21h50 Arrivati a Port-au-Prince finalmente. Che giornata! Alla fine il bus è partito a mezzogiorno, dopo 6 ore di attesa! Come se non bastasse il ritardo, per strada abbiamo trovato una manifestazione e siamo stati fermi un paio d’ore. Mentre gli altri scendevano per riparasi dal calore e chiacchierare sotto i pochi alberi, Luca non trovava pace, una sigaretta dopo l’altra. C’era chi viaggiava peggio di noi comunque, come si vede dalle foto. Le galline, poverine, che tortura!

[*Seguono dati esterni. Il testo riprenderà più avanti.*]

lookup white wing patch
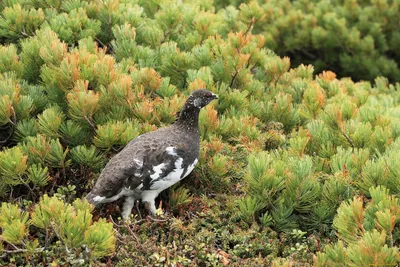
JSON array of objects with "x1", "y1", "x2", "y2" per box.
[
  {"x1": 151, "y1": 158, "x2": 184, "y2": 190},
  {"x1": 133, "y1": 159, "x2": 143, "y2": 167},
  {"x1": 93, "y1": 196, "x2": 106, "y2": 203},
  {"x1": 182, "y1": 159, "x2": 199, "y2": 179},
  {"x1": 150, "y1": 163, "x2": 165, "y2": 179},
  {"x1": 165, "y1": 146, "x2": 178, "y2": 156}
]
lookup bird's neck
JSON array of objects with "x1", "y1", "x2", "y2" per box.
[{"x1": 177, "y1": 103, "x2": 200, "y2": 132}]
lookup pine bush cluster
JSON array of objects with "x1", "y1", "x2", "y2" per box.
[{"x1": 0, "y1": 0, "x2": 400, "y2": 266}]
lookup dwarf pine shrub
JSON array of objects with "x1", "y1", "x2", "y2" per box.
[
  {"x1": 0, "y1": 195, "x2": 115, "y2": 264},
  {"x1": 0, "y1": 0, "x2": 400, "y2": 266}
]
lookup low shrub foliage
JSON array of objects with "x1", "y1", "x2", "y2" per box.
[{"x1": 0, "y1": 0, "x2": 400, "y2": 266}]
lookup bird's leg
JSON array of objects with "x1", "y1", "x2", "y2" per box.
[
  {"x1": 122, "y1": 197, "x2": 135, "y2": 220},
  {"x1": 135, "y1": 200, "x2": 142, "y2": 220}
]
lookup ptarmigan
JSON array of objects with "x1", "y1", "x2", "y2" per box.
[{"x1": 86, "y1": 89, "x2": 218, "y2": 218}]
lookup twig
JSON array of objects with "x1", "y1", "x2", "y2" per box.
[
  {"x1": 135, "y1": 200, "x2": 142, "y2": 220},
  {"x1": 229, "y1": 68, "x2": 239, "y2": 88},
  {"x1": 244, "y1": 17, "x2": 256, "y2": 35},
  {"x1": 0, "y1": 107, "x2": 17, "y2": 144},
  {"x1": 341, "y1": 131, "x2": 354, "y2": 148}
]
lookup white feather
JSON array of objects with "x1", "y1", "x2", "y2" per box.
[
  {"x1": 165, "y1": 146, "x2": 178, "y2": 156},
  {"x1": 182, "y1": 159, "x2": 198, "y2": 179},
  {"x1": 93, "y1": 196, "x2": 106, "y2": 203},
  {"x1": 150, "y1": 163, "x2": 165, "y2": 179}
]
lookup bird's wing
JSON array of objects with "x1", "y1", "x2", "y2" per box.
[
  {"x1": 124, "y1": 145, "x2": 184, "y2": 190},
  {"x1": 92, "y1": 141, "x2": 184, "y2": 198}
]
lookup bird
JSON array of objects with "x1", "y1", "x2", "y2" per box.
[{"x1": 86, "y1": 89, "x2": 218, "y2": 219}]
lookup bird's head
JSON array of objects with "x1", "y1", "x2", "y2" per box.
[{"x1": 186, "y1": 89, "x2": 218, "y2": 109}]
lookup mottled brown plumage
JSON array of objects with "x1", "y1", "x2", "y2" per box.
[{"x1": 86, "y1": 89, "x2": 218, "y2": 218}]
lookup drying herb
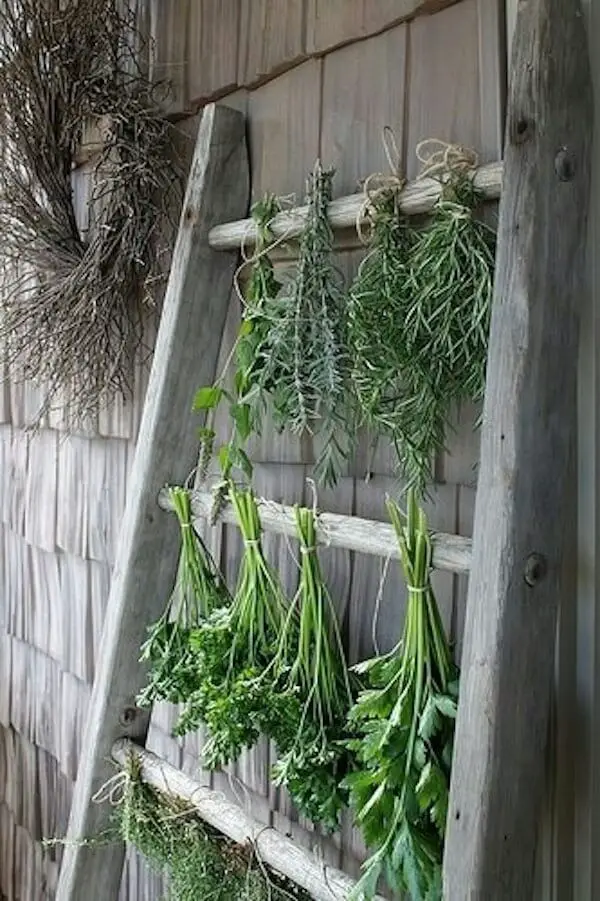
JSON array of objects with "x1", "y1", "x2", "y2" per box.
[
  {"x1": 176, "y1": 485, "x2": 290, "y2": 768},
  {"x1": 345, "y1": 491, "x2": 458, "y2": 901},
  {"x1": 137, "y1": 487, "x2": 229, "y2": 707},
  {"x1": 267, "y1": 507, "x2": 353, "y2": 829},
  {"x1": 350, "y1": 158, "x2": 495, "y2": 494},
  {"x1": 117, "y1": 761, "x2": 308, "y2": 901},
  {"x1": 260, "y1": 161, "x2": 354, "y2": 485},
  {"x1": 194, "y1": 194, "x2": 281, "y2": 494}
]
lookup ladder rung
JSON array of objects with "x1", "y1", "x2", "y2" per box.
[
  {"x1": 208, "y1": 162, "x2": 502, "y2": 250},
  {"x1": 159, "y1": 489, "x2": 471, "y2": 573},
  {"x1": 112, "y1": 738, "x2": 384, "y2": 901}
]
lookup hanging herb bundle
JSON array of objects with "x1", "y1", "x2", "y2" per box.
[
  {"x1": 176, "y1": 485, "x2": 293, "y2": 768},
  {"x1": 348, "y1": 187, "x2": 414, "y2": 435},
  {"x1": 260, "y1": 161, "x2": 354, "y2": 485},
  {"x1": 118, "y1": 762, "x2": 308, "y2": 901},
  {"x1": 345, "y1": 491, "x2": 458, "y2": 901},
  {"x1": 265, "y1": 507, "x2": 353, "y2": 830},
  {"x1": 350, "y1": 142, "x2": 495, "y2": 494},
  {"x1": 194, "y1": 194, "x2": 281, "y2": 494},
  {"x1": 137, "y1": 487, "x2": 230, "y2": 707}
]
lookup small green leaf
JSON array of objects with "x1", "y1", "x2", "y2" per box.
[
  {"x1": 419, "y1": 695, "x2": 440, "y2": 741},
  {"x1": 219, "y1": 444, "x2": 233, "y2": 475},
  {"x1": 348, "y1": 855, "x2": 383, "y2": 901},
  {"x1": 229, "y1": 404, "x2": 252, "y2": 441},
  {"x1": 193, "y1": 385, "x2": 223, "y2": 411},
  {"x1": 432, "y1": 695, "x2": 457, "y2": 720}
]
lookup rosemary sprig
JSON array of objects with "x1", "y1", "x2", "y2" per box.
[
  {"x1": 350, "y1": 171, "x2": 495, "y2": 494},
  {"x1": 261, "y1": 161, "x2": 355, "y2": 485},
  {"x1": 345, "y1": 491, "x2": 458, "y2": 901},
  {"x1": 194, "y1": 194, "x2": 281, "y2": 488}
]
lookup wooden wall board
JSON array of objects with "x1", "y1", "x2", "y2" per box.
[
  {"x1": 238, "y1": 0, "x2": 305, "y2": 85},
  {"x1": 321, "y1": 25, "x2": 408, "y2": 196},
  {"x1": 407, "y1": 0, "x2": 482, "y2": 179},
  {"x1": 307, "y1": 0, "x2": 456, "y2": 53},
  {"x1": 186, "y1": 0, "x2": 243, "y2": 106},
  {"x1": 248, "y1": 60, "x2": 321, "y2": 199}
]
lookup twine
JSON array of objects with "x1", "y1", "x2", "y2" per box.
[
  {"x1": 415, "y1": 138, "x2": 479, "y2": 181},
  {"x1": 356, "y1": 125, "x2": 406, "y2": 244}
]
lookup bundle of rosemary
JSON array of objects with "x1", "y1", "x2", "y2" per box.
[
  {"x1": 350, "y1": 146, "x2": 495, "y2": 494},
  {"x1": 265, "y1": 507, "x2": 353, "y2": 830},
  {"x1": 137, "y1": 487, "x2": 230, "y2": 707},
  {"x1": 176, "y1": 485, "x2": 293, "y2": 768},
  {"x1": 345, "y1": 491, "x2": 458, "y2": 901},
  {"x1": 259, "y1": 161, "x2": 355, "y2": 485}
]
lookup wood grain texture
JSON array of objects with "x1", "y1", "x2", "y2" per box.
[
  {"x1": 321, "y1": 26, "x2": 407, "y2": 196},
  {"x1": 238, "y1": 0, "x2": 306, "y2": 85},
  {"x1": 307, "y1": 0, "x2": 456, "y2": 53},
  {"x1": 187, "y1": 0, "x2": 243, "y2": 105},
  {"x1": 406, "y1": 0, "x2": 482, "y2": 178},
  {"x1": 444, "y1": 0, "x2": 593, "y2": 901},
  {"x1": 209, "y1": 159, "x2": 502, "y2": 250},
  {"x1": 112, "y1": 739, "x2": 382, "y2": 901},
  {"x1": 160, "y1": 486, "x2": 471, "y2": 573},
  {"x1": 245, "y1": 60, "x2": 321, "y2": 200},
  {"x1": 57, "y1": 105, "x2": 248, "y2": 901}
]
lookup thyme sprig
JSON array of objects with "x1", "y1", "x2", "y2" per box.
[{"x1": 261, "y1": 161, "x2": 355, "y2": 485}]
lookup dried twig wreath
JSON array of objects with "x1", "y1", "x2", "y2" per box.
[{"x1": 0, "y1": 0, "x2": 182, "y2": 421}]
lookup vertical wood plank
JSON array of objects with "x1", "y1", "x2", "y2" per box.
[
  {"x1": 188, "y1": 0, "x2": 241, "y2": 103},
  {"x1": 444, "y1": 0, "x2": 593, "y2": 901},
  {"x1": 57, "y1": 105, "x2": 248, "y2": 901},
  {"x1": 321, "y1": 25, "x2": 407, "y2": 195},
  {"x1": 238, "y1": 0, "x2": 305, "y2": 85},
  {"x1": 407, "y1": 0, "x2": 482, "y2": 178}
]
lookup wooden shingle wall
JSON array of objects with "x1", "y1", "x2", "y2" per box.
[{"x1": 0, "y1": 0, "x2": 504, "y2": 901}]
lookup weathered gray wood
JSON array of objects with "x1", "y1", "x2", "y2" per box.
[
  {"x1": 208, "y1": 162, "x2": 502, "y2": 250},
  {"x1": 57, "y1": 105, "x2": 249, "y2": 901},
  {"x1": 444, "y1": 0, "x2": 593, "y2": 901},
  {"x1": 159, "y1": 490, "x2": 471, "y2": 573},
  {"x1": 110, "y1": 739, "x2": 384, "y2": 901}
]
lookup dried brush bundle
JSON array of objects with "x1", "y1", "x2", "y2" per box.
[{"x1": 0, "y1": 0, "x2": 182, "y2": 420}]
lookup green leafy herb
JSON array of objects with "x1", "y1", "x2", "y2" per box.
[
  {"x1": 176, "y1": 485, "x2": 290, "y2": 768},
  {"x1": 260, "y1": 161, "x2": 355, "y2": 485},
  {"x1": 117, "y1": 762, "x2": 308, "y2": 901},
  {"x1": 350, "y1": 171, "x2": 495, "y2": 494},
  {"x1": 137, "y1": 487, "x2": 230, "y2": 707},
  {"x1": 266, "y1": 507, "x2": 353, "y2": 829},
  {"x1": 345, "y1": 491, "x2": 457, "y2": 901}
]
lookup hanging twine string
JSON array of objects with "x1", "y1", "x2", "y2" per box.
[
  {"x1": 356, "y1": 125, "x2": 406, "y2": 244},
  {"x1": 415, "y1": 138, "x2": 479, "y2": 181}
]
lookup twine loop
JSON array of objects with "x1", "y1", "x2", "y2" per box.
[
  {"x1": 356, "y1": 125, "x2": 406, "y2": 244},
  {"x1": 415, "y1": 138, "x2": 479, "y2": 181}
]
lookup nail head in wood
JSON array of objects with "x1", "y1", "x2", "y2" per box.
[
  {"x1": 525, "y1": 554, "x2": 548, "y2": 588},
  {"x1": 554, "y1": 147, "x2": 577, "y2": 181}
]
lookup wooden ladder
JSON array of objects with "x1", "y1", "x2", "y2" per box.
[{"x1": 57, "y1": 0, "x2": 592, "y2": 901}]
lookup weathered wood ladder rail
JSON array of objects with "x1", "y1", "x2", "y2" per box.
[{"x1": 57, "y1": 0, "x2": 592, "y2": 888}]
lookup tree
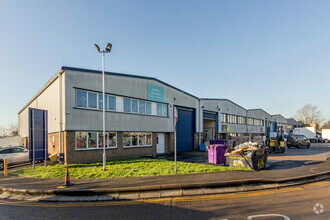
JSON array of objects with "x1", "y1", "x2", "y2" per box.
[
  {"x1": 294, "y1": 104, "x2": 324, "y2": 127},
  {"x1": 322, "y1": 120, "x2": 330, "y2": 128},
  {"x1": 0, "y1": 123, "x2": 18, "y2": 137}
]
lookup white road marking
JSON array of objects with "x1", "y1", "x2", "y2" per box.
[{"x1": 247, "y1": 214, "x2": 290, "y2": 220}]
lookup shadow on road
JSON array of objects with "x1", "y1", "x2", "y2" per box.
[{"x1": 266, "y1": 160, "x2": 324, "y2": 170}]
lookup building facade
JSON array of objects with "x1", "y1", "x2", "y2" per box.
[{"x1": 18, "y1": 67, "x2": 292, "y2": 164}]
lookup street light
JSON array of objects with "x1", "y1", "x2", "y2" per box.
[{"x1": 94, "y1": 43, "x2": 112, "y2": 170}]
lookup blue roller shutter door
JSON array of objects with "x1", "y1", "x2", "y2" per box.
[{"x1": 176, "y1": 107, "x2": 195, "y2": 152}]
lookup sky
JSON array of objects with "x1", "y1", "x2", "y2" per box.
[{"x1": 0, "y1": 0, "x2": 330, "y2": 125}]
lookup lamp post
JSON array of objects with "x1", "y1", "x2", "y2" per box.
[{"x1": 94, "y1": 43, "x2": 112, "y2": 171}]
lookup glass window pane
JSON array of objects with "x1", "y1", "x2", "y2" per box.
[
  {"x1": 146, "y1": 102, "x2": 151, "y2": 115},
  {"x1": 109, "y1": 96, "x2": 116, "y2": 110},
  {"x1": 99, "y1": 132, "x2": 107, "y2": 148},
  {"x1": 146, "y1": 133, "x2": 152, "y2": 145},
  {"x1": 76, "y1": 90, "x2": 87, "y2": 108},
  {"x1": 139, "y1": 101, "x2": 146, "y2": 114},
  {"x1": 76, "y1": 131, "x2": 87, "y2": 149},
  {"x1": 157, "y1": 103, "x2": 163, "y2": 115},
  {"x1": 88, "y1": 92, "x2": 97, "y2": 108},
  {"x1": 99, "y1": 94, "x2": 108, "y2": 110},
  {"x1": 132, "y1": 133, "x2": 138, "y2": 146},
  {"x1": 132, "y1": 99, "x2": 138, "y2": 113},
  {"x1": 124, "y1": 98, "x2": 131, "y2": 112},
  {"x1": 139, "y1": 133, "x2": 146, "y2": 146},
  {"x1": 163, "y1": 104, "x2": 167, "y2": 116},
  {"x1": 88, "y1": 132, "x2": 97, "y2": 148},
  {"x1": 123, "y1": 132, "x2": 131, "y2": 146},
  {"x1": 108, "y1": 132, "x2": 117, "y2": 147}
]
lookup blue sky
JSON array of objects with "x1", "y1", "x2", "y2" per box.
[{"x1": 0, "y1": 0, "x2": 330, "y2": 125}]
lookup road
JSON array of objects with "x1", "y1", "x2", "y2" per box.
[
  {"x1": 153, "y1": 143, "x2": 330, "y2": 169},
  {"x1": 0, "y1": 181, "x2": 330, "y2": 220}
]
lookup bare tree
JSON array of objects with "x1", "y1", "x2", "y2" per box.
[
  {"x1": 0, "y1": 123, "x2": 18, "y2": 137},
  {"x1": 322, "y1": 120, "x2": 330, "y2": 128},
  {"x1": 294, "y1": 104, "x2": 324, "y2": 126}
]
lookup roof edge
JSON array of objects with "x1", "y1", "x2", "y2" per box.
[
  {"x1": 200, "y1": 98, "x2": 247, "y2": 111},
  {"x1": 18, "y1": 68, "x2": 64, "y2": 114},
  {"x1": 61, "y1": 66, "x2": 199, "y2": 100}
]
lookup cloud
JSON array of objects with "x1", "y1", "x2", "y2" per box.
[{"x1": 0, "y1": 32, "x2": 15, "y2": 40}]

In più arrivati a Port-au-Prince abbiamo fatto scendere tutti i passeggeri, con i loro mille sacchi, e il processo richiede un bel po’ di tempo. Alle 7 eravamo ancora in paese, che stava calando la notte. L’attesa mi ha regalato una scena bellissima però: il sole che stava scendendo bello giallo dietro il muro di polvere, la gente e il casino di Port-au-Prince. Per fortuna col bus ci hanno depositati giusto dov’era il tap tap per Petionville, il quartiere più turistico e borghese, dov’è il nostro albergo. Mi incuriosisce questo posto. Mi ha fatto meno impressione rispetto alla prima volta, quando abbiamo cambiato tap-tap qualche giorno fa.

Siamo arrivati a Petionville che era buio pesto. Siamo passati in mezzo al mercato, dove un tipo ha provato prima a mettere le mani in tasca a Luca, e poi attorno a me da dietro, ma Luca l’ha fermato. Non avevamo idea di dove fosse l’albergo, non c’è neanche la segnaletica che indica i nomi delle strade. Un ragazzino sordomuto ci ha accompagnati fino ad un hotel di lusso in fondo alla via, che però non era il nostro. E’ stato molto gentile. Le guardie di quell’hotel ci hanno spiegato dov’era il nostro e dopo 15 minuti siamo arrivati. Che buona la sprite di benvenuto! Cenetta al ristorante dell’hotel, perché abbiamo paura ad uscire di notte in questa zona che non conosciamo, e poi subito a nanna che siamo stanchissimi. La stanza è un buco e ci costa 60 dollari a notte, ma almeno stiamo bene.

Visto che siamo arrivati tardi e siamo anche piuttosto stanchi staremo due notti, per visitare bene la capitale haitiana.